Издательство имени Чехова, действовавшее в Нью-Йорке в 1952–1956 гг., было самым крупным книжным предприятием русского зарубежья за всю его историю. За четыре года существования оно выпустило более полутора сотен изданий, среди которых было много ценных книг.Настоящая предлагает весь сохранившийся корпус писем Г.В. Адамовича к редакторам Издательства имени Чехова Вере Александровне Александровой и Татьяне Георгиевне Терентьевой (в общей сложности 25 посланий).Из книги: «Если чудо вообще возможно за границей…»: Эпоха 1950 гг.


Лебединая песня

Русский американский поэт первой волны эмиграции Георгий Голохвастов - автор многочисленных стихотворений (прежде всего - в жанре полусонета) и грандиозной поэмы "Гибель Атлантиды" (1938), изданной в России в 2008 г. В книгу вошли не изданные при жизни автора произведения из его фонда, хранящегося в отделе редких книг и рукописей Библиотеки Колумбийского университета, а также перевод "Слова о полку Игореве" и поэмы Эдны Сент-Винсент Миллей "Возрождение".


Нежнее неба

Николай Николаевич Минаев (1895–1967) – артист балета, политический преступник, виртуозный лирический поэт – за всю жизнь увидел напечатанными немногим более пятидесяти собственных стихотворений, что составляет меньше пяти процентов от чудом сохранившегося в архиве корпуса его текстов.

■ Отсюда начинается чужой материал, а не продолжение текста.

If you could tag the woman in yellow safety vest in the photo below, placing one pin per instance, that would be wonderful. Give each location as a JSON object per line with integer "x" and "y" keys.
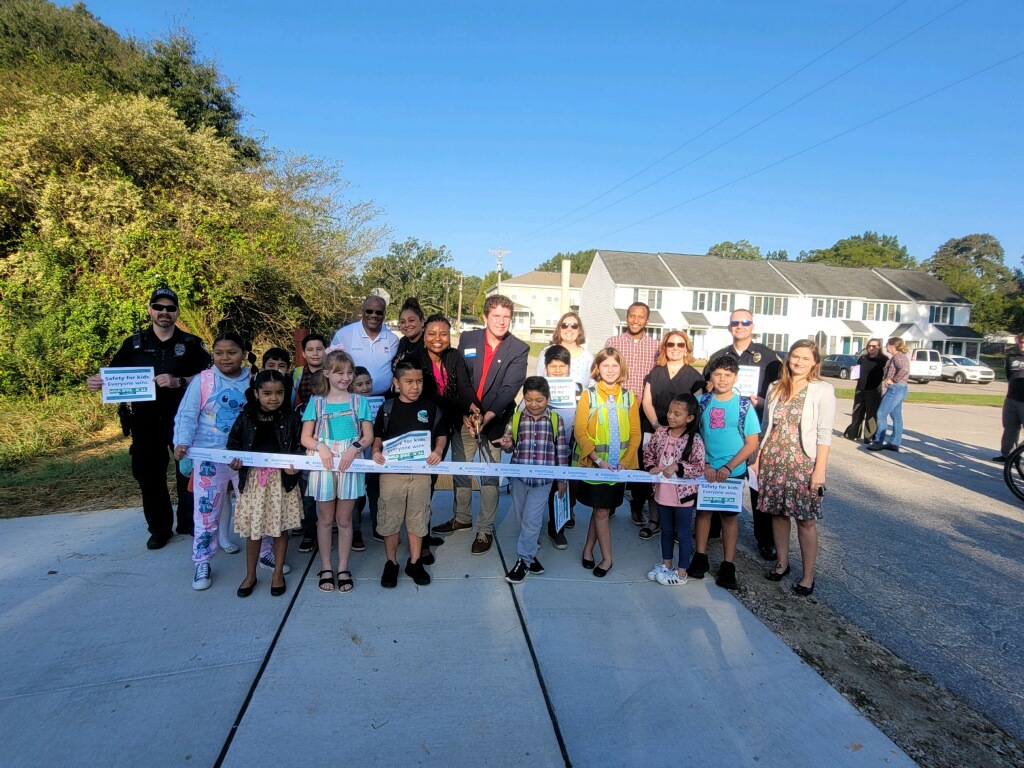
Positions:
{"x": 607, "y": 431}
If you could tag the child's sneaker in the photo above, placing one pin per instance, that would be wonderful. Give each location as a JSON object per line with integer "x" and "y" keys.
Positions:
{"x": 698, "y": 565}
{"x": 670, "y": 578}
{"x": 268, "y": 562}
{"x": 727, "y": 576}
{"x": 202, "y": 580}
{"x": 518, "y": 572}
{"x": 652, "y": 573}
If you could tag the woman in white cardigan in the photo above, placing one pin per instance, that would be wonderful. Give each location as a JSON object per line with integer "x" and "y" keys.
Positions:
{"x": 793, "y": 458}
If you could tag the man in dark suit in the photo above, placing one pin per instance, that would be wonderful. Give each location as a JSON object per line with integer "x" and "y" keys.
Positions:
{"x": 497, "y": 361}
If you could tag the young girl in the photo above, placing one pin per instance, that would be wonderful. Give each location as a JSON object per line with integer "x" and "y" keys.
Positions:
{"x": 205, "y": 418}
{"x": 268, "y": 499}
{"x": 676, "y": 451}
{"x": 336, "y": 426}
{"x": 607, "y": 429}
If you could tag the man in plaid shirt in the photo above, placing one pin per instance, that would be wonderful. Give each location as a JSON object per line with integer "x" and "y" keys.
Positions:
{"x": 536, "y": 437}
{"x": 640, "y": 351}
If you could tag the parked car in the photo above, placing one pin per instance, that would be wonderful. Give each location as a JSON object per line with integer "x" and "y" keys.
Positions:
{"x": 839, "y": 365}
{"x": 926, "y": 365}
{"x": 963, "y": 370}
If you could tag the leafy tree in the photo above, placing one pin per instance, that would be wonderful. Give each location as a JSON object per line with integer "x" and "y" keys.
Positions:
{"x": 869, "y": 249}
{"x": 738, "y": 250}
{"x": 973, "y": 266}
{"x": 581, "y": 262}
{"x": 411, "y": 268}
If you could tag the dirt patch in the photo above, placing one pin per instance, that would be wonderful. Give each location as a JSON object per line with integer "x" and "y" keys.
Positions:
{"x": 928, "y": 722}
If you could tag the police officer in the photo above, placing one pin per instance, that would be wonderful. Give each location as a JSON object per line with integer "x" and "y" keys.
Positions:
{"x": 175, "y": 357}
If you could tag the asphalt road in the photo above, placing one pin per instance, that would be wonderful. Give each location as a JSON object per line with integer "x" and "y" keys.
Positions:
{"x": 924, "y": 549}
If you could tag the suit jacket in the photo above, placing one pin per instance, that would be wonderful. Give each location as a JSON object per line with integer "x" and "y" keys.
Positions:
{"x": 505, "y": 378}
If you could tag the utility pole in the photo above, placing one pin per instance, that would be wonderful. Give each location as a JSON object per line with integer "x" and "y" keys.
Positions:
{"x": 458, "y": 318}
{"x": 499, "y": 253}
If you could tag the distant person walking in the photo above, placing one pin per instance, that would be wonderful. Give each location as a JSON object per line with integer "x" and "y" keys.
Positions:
{"x": 894, "y": 390}
{"x": 639, "y": 352}
{"x": 175, "y": 357}
{"x": 867, "y": 395}
{"x": 1013, "y": 406}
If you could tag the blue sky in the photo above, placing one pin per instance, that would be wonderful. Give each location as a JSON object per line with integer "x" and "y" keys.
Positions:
{"x": 480, "y": 125}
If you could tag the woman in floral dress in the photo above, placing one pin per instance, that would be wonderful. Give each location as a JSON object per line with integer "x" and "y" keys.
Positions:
{"x": 794, "y": 455}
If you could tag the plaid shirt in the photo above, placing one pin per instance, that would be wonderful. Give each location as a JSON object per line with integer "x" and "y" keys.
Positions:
{"x": 639, "y": 356}
{"x": 536, "y": 446}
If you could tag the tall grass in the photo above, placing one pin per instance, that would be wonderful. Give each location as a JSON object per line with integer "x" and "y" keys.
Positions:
{"x": 34, "y": 427}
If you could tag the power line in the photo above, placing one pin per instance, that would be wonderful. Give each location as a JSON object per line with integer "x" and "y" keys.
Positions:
{"x": 811, "y": 147}
{"x": 716, "y": 125}
{"x": 761, "y": 122}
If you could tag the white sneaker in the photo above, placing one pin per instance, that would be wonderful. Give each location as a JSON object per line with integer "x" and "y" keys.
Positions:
{"x": 268, "y": 562}
{"x": 669, "y": 578}
{"x": 202, "y": 580}
{"x": 652, "y": 573}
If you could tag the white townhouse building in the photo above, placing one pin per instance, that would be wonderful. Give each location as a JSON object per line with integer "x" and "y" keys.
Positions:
{"x": 840, "y": 307}
{"x": 541, "y": 298}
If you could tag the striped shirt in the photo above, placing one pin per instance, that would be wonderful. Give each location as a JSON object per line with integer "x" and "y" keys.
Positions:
{"x": 535, "y": 444}
{"x": 639, "y": 355}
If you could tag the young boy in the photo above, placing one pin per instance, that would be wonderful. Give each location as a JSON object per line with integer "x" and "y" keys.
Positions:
{"x": 304, "y": 380}
{"x": 406, "y": 498}
{"x": 730, "y": 429}
{"x": 536, "y": 435}
{"x": 557, "y": 363}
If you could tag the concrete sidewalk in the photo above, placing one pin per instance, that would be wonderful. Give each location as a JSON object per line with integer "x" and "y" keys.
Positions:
{"x": 111, "y": 658}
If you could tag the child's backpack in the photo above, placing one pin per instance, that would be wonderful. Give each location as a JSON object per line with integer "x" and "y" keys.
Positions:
{"x": 744, "y": 406}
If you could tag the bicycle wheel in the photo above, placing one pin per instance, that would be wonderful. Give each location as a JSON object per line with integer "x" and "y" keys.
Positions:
{"x": 1013, "y": 472}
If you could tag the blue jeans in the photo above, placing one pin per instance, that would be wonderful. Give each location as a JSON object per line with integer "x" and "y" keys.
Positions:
{"x": 676, "y": 523}
{"x": 892, "y": 406}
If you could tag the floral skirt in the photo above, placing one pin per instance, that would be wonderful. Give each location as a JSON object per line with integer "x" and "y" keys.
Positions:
{"x": 265, "y": 508}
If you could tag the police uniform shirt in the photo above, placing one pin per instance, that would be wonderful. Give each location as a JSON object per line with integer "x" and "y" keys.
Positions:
{"x": 181, "y": 355}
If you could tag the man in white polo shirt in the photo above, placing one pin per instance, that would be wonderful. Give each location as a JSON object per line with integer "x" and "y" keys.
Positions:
{"x": 371, "y": 343}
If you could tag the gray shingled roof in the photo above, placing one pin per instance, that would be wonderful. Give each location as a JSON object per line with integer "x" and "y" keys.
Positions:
{"x": 921, "y": 286}
{"x": 644, "y": 269}
{"x": 843, "y": 282}
{"x": 726, "y": 274}
{"x": 957, "y": 332}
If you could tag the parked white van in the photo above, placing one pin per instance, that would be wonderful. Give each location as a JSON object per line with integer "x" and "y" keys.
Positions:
{"x": 926, "y": 365}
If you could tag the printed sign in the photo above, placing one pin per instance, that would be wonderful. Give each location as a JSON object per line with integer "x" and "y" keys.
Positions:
{"x": 721, "y": 497}
{"x": 748, "y": 381}
{"x": 128, "y": 384}
{"x": 412, "y": 446}
{"x": 562, "y": 392}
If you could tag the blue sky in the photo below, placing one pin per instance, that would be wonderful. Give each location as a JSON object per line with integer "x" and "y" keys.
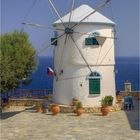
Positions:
{"x": 124, "y": 13}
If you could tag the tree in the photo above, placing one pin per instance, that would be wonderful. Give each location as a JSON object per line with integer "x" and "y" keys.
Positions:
{"x": 17, "y": 59}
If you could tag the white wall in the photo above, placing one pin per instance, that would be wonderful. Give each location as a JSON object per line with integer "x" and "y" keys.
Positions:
{"x": 75, "y": 70}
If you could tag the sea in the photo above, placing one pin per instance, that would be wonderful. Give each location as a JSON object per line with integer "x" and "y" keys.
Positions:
{"x": 127, "y": 68}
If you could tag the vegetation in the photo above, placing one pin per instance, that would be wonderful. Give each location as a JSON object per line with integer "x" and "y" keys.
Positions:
{"x": 17, "y": 60}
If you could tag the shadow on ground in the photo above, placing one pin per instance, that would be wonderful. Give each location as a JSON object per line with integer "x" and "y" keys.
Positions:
{"x": 133, "y": 116}
{"x": 7, "y": 115}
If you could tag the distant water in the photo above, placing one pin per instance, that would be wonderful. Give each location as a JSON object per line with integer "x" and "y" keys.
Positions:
{"x": 127, "y": 67}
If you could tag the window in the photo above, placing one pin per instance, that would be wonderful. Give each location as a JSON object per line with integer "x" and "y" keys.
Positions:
{"x": 91, "y": 41}
{"x": 94, "y": 83}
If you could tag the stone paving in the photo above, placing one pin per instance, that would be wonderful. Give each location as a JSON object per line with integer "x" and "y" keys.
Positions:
{"x": 28, "y": 125}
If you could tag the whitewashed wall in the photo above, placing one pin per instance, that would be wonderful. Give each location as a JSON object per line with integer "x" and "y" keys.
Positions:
{"x": 76, "y": 72}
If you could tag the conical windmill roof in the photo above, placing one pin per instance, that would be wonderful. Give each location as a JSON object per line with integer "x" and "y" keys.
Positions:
{"x": 81, "y": 12}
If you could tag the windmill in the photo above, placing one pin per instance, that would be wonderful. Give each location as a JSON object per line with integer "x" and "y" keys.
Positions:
{"x": 84, "y": 55}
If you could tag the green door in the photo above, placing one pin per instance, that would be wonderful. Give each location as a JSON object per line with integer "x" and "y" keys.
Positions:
{"x": 94, "y": 86}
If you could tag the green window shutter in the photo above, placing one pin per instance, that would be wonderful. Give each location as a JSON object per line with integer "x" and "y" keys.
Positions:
{"x": 94, "y": 86}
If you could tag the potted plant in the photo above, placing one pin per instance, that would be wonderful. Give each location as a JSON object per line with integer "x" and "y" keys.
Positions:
{"x": 55, "y": 109}
{"x": 74, "y": 102}
{"x": 110, "y": 98}
{"x": 105, "y": 105}
{"x": 79, "y": 108}
{"x": 38, "y": 108}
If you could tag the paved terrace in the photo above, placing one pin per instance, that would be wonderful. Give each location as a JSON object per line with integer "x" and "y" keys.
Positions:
{"x": 28, "y": 125}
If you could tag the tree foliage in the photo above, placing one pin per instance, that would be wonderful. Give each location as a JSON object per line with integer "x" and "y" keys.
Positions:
{"x": 17, "y": 59}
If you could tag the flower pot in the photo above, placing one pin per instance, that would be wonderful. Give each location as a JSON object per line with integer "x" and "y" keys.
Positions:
{"x": 38, "y": 109}
{"x": 79, "y": 111}
{"x": 110, "y": 102}
{"x": 55, "y": 109}
{"x": 104, "y": 110}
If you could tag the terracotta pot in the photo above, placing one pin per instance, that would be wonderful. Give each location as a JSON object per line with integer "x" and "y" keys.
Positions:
{"x": 79, "y": 111}
{"x": 55, "y": 109}
{"x": 104, "y": 110}
{"x": 38, "y": 109}
{"x": 74, "y": 101}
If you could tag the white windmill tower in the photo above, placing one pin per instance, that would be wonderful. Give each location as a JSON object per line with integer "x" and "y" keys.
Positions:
{"x": 84, "y": 56}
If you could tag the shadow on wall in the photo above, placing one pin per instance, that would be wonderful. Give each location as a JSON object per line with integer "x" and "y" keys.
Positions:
{"x": 133, "y": 116}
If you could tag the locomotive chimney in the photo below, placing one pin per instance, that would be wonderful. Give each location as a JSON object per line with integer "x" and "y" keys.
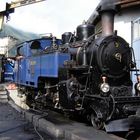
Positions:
{"x": 107, "y": 11}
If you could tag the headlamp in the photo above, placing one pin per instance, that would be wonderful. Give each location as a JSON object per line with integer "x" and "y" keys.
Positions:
{"x": 138, "y": 86}
{"x": 105, "y": 87}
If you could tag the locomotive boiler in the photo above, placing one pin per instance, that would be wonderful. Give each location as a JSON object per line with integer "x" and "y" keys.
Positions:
{"x": 88, "y": 73}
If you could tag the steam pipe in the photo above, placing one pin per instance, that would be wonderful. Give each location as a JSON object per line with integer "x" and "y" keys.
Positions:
{"x": 107, "y": 20}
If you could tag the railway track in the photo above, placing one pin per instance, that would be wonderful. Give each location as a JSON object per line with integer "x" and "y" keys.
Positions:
{"x": 57, "y": 126}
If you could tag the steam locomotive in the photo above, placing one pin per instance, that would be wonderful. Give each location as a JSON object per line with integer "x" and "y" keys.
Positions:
{"x": 81, "y": 73}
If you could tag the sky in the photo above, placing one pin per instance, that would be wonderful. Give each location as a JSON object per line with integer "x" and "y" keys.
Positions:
{"x": 52, "y": 16}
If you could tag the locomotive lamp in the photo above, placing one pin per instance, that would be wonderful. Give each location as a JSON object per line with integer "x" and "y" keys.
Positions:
{"x": 104, "y": 87}
{"x": 137, "y": 86}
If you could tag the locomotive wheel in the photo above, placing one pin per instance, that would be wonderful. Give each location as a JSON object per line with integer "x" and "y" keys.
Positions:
{"x": 96, "y": 122}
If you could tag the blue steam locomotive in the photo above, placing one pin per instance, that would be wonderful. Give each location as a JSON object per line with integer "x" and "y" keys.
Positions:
{"x": 81, "y": 73}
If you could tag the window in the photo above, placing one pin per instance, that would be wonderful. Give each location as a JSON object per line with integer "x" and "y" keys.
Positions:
{"x": 136, "y": 29}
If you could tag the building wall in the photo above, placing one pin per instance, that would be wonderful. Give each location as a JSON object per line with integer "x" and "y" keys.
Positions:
{"x": 123, "y": 20}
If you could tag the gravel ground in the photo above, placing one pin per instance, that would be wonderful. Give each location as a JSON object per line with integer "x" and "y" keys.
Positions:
{"x": 13, "y": 126}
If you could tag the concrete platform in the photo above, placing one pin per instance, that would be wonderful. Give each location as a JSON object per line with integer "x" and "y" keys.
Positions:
{"x": 13, "y": 126}
{"x": 57, "y": 126}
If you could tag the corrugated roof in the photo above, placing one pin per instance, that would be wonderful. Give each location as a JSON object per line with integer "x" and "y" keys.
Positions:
{"x": 122, "y": 4}
{"x": 127, "y": 3}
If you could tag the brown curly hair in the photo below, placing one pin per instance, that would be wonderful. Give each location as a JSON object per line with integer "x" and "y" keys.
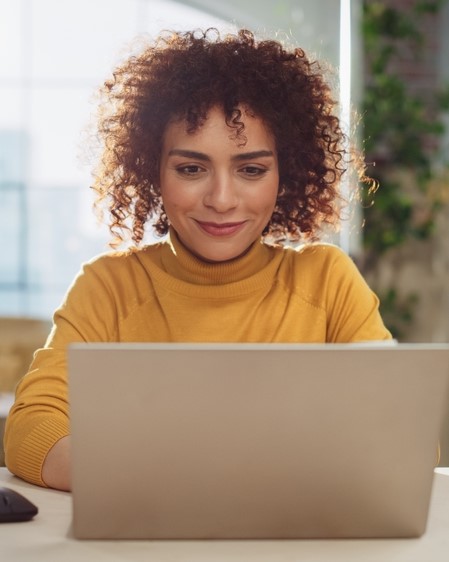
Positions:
{"x": 183, "y": 75}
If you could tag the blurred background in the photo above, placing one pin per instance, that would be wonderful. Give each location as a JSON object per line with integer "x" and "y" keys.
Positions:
{"x": 391, "y": 65}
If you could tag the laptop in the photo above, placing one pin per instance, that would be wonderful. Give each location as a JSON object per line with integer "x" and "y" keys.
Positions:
{"x": 254, "y": 441}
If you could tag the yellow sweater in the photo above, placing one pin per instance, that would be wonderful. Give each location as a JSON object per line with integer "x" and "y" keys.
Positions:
{"x": 163, "y": 293}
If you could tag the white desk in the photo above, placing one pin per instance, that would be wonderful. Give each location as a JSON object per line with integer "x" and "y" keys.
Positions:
{"x": 48, "y": 537}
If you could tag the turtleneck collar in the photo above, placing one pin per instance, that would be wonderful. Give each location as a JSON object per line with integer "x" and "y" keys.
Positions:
{"x": 179, "y": 262}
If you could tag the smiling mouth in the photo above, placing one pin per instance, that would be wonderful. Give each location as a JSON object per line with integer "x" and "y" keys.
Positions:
{"x": 220, "y": 229}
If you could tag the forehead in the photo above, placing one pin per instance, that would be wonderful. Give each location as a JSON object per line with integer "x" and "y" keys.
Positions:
{"x": 248, "y": 130}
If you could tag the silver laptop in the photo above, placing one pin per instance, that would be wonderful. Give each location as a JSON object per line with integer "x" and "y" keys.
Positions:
{"x": 224, "y": 441}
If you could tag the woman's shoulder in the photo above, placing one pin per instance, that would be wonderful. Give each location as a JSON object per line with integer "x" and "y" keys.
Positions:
{"x": 315, "y": 266}
{"x": 130, "y": 258}
{"x": 315, "y": 254}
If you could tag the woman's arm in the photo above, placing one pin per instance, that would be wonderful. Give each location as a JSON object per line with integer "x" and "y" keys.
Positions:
{"x": 56, "y": 467}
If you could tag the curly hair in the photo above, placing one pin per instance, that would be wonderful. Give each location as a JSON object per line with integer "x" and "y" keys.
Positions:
{"x": 182, "y": 75}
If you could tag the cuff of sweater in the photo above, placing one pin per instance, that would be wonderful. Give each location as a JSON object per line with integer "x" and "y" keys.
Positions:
{"x": 34, "y": 449}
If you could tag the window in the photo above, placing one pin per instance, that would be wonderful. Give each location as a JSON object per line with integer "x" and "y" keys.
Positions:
{"x": 54, "y": 55}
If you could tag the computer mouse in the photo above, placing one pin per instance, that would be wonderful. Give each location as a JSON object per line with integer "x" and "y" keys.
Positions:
{"x": 15, "y": 507}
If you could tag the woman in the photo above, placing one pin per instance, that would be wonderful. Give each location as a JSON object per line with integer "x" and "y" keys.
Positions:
{"x": 230, "y": 146}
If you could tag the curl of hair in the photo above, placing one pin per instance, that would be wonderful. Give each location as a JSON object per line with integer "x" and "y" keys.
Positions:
{"x": 182, "y": 76}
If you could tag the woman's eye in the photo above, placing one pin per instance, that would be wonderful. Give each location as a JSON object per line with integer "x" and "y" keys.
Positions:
{"x": 253, "y": 171}
{"x": 189, "y": 170}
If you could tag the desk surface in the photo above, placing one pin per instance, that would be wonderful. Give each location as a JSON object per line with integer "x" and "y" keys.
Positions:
{"x": 48, "y": 537}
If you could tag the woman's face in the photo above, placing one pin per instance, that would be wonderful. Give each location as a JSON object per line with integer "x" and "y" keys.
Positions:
{"x": 219, "y": 195}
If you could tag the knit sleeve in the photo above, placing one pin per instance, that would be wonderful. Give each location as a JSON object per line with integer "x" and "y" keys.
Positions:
{"x": 39, "y": 416}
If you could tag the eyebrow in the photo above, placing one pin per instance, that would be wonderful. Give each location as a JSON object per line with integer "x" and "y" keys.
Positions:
{"x": 201, "y": 156}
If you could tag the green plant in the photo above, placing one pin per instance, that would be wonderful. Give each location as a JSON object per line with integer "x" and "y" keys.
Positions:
{"x": 402, "y": 131}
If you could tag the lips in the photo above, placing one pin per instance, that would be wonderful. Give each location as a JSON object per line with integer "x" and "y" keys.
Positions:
{"x": 220, "y": 229}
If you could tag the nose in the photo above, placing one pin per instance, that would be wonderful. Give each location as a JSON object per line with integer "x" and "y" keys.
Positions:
{"x": 221, "y": 194}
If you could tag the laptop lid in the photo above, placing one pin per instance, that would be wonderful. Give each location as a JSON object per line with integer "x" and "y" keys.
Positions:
{"x": 254, "y": 441}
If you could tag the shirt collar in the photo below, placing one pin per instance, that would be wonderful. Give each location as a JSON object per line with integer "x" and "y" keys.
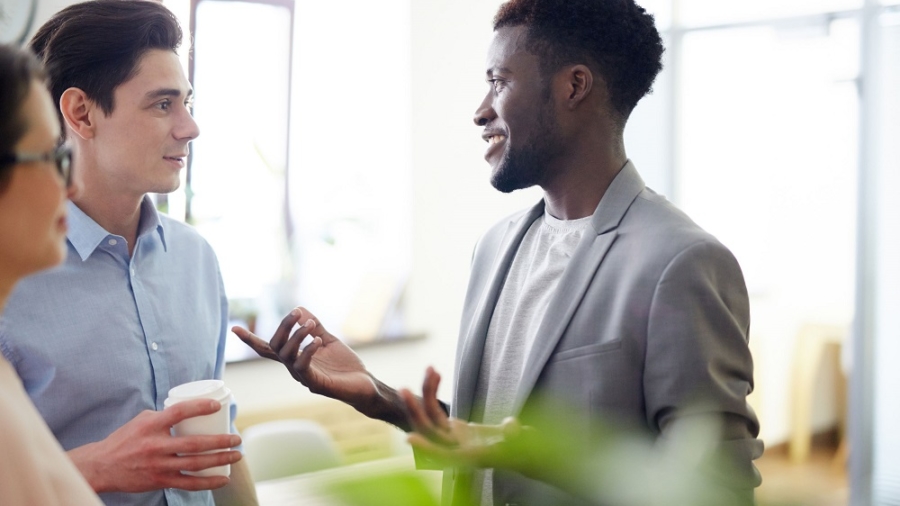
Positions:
{"x": 85, "y": 234}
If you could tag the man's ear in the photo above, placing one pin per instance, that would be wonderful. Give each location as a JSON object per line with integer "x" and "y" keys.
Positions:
{"x": 579, "y": 83}
{"x": 78, "y": 112}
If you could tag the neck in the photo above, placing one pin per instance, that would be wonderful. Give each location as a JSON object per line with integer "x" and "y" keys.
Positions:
{"x": 114, "y": 208}
{"x": 581, "y": 180}
{"x": 117, "y": 214}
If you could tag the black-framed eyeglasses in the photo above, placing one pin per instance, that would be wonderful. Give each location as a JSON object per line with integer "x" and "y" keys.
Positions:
{"x": 61, "y": 156}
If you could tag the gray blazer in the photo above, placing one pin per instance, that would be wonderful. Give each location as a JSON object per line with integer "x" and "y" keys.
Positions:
{"x": 650, "y": 315}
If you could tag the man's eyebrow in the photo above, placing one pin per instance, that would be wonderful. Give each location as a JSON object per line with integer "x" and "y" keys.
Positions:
{"x": 167, "y": 92}
{"x": 499, "y": 70}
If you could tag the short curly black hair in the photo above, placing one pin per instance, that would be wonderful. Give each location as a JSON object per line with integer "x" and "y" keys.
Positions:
{"x": 616, "y": 38}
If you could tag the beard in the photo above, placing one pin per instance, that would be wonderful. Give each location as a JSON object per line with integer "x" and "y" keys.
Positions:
{"x": 526, "y": 166}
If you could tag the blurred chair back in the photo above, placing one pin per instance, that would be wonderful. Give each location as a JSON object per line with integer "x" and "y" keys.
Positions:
{"x": 287, "y": 447}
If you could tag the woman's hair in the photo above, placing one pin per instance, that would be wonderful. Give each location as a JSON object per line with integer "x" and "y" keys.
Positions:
{"x": 18, "y": 70}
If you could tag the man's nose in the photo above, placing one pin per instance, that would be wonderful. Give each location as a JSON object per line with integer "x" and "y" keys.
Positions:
{"x": 188, "y": 129}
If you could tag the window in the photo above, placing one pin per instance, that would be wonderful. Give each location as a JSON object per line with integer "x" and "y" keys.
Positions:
{"x": 305, "y": 200}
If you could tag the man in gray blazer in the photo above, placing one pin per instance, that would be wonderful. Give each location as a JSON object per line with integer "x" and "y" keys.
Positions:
{"x": 603, "y": 296}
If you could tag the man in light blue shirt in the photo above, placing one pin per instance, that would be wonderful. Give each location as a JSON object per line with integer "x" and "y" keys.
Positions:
{"x": 139, "y": 306}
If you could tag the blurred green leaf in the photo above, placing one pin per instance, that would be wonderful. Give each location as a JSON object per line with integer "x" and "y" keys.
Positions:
{"x": 401, "y": 489}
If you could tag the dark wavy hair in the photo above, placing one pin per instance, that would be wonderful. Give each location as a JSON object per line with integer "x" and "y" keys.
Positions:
{"x": 616, "y": 38}
{"x": 18, "y": 70}
{"x": 96, "y": 45}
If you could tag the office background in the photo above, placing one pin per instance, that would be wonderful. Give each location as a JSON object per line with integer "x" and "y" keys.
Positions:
{"x": 774, "y": 125}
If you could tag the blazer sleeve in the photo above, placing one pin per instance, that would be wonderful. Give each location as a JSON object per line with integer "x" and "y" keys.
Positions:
{"x": 698, "y": 360}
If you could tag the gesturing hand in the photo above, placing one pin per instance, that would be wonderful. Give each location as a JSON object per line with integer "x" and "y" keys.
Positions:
{"x": 142, "y": 455}
{"x": 326, "y": 365}
{"x": 453, "y": 441}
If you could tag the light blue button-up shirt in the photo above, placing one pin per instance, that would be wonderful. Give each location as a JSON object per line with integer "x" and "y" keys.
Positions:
{"x": 104, "y": 336}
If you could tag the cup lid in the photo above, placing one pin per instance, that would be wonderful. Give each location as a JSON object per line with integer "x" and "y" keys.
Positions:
{"x": 203, "y": 389}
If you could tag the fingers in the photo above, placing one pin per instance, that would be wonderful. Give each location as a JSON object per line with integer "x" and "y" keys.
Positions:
{"x": 258, "y": 345}
{"x": 192, "y": 483}
{"x": 184, "y": 410}
{"x": 283, "y": 333}
{"x": 288, "y": 353}
{"x": 198, "y": 444}
{"x": 429, "y": 398}
{"x": 422, "y": 423}
{"x": 206, "y": 461}
{"x": 304, "y": 359}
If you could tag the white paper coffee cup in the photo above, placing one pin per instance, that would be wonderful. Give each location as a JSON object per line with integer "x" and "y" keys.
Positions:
{"x": 212, "y": 424}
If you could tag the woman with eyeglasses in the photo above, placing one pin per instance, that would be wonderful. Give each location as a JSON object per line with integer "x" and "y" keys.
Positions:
{"x": 35, "y": 181}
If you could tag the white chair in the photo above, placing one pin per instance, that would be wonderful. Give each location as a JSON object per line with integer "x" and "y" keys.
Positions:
{"x": 288, "y": 447}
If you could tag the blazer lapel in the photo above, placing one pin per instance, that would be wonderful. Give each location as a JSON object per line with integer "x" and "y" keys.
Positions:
{"x": 472, "y": 348}
{"x": 579, "y": 274}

Настоящая книга представляет читателю практически полный свод его лирики, снабженный подробными комментариями, где впервые – после десятилетий забвения – реконструируются эпизоды биографии самого Минаева и лиц из его ближайшего литературного окружения.Общая редакция, составление, подготовка текста, биографический очерк и комментарии: А.


Упрямый классик. Собрание стихотворений(1889–1934)

Дмитрий Петрович Шестаков (1869–1937) при жизни был известен как филолог-классик, переводчик и критик, хотя его первые поэтические опыты одобрил А. А. Фет. В книге с возможной полнотой собрано его оригинальное поэтическое наследие, включая наиболее значительную часть – стихотворения 1925–1934 гг., опубликованные лишь через много десятилетий после смерти автора. В основу издания легли материалы из РГБ и РГАЛИ. Около 200 стихотворений печатаются впервые.Составление и послесловие В. Э. Молодякова.


Рыцарь духа, или Парадокс эпигона

В настоящее издание вошли все стихотворения Сигизмунда Доминиковича Кржижановского (1886–1950), хранящиеся в РГАЛИ. Несмотря на несовершенство некоторых произведений, они представляют самостоятельный интерес для читателя. Почти каждое содержит темы и образы, позже развернувшиеся в зрелых прозаических произведениях. К тому же на материале поэзии Кржижановского виден и его основной приём совмещения разнообразных, порой далековатых смыслов культуры. Перед нами не только первые попытки движения в литературе, но и свидетельства серьёзного духовного пути, пройденного автором в начальный, киевский период творчества.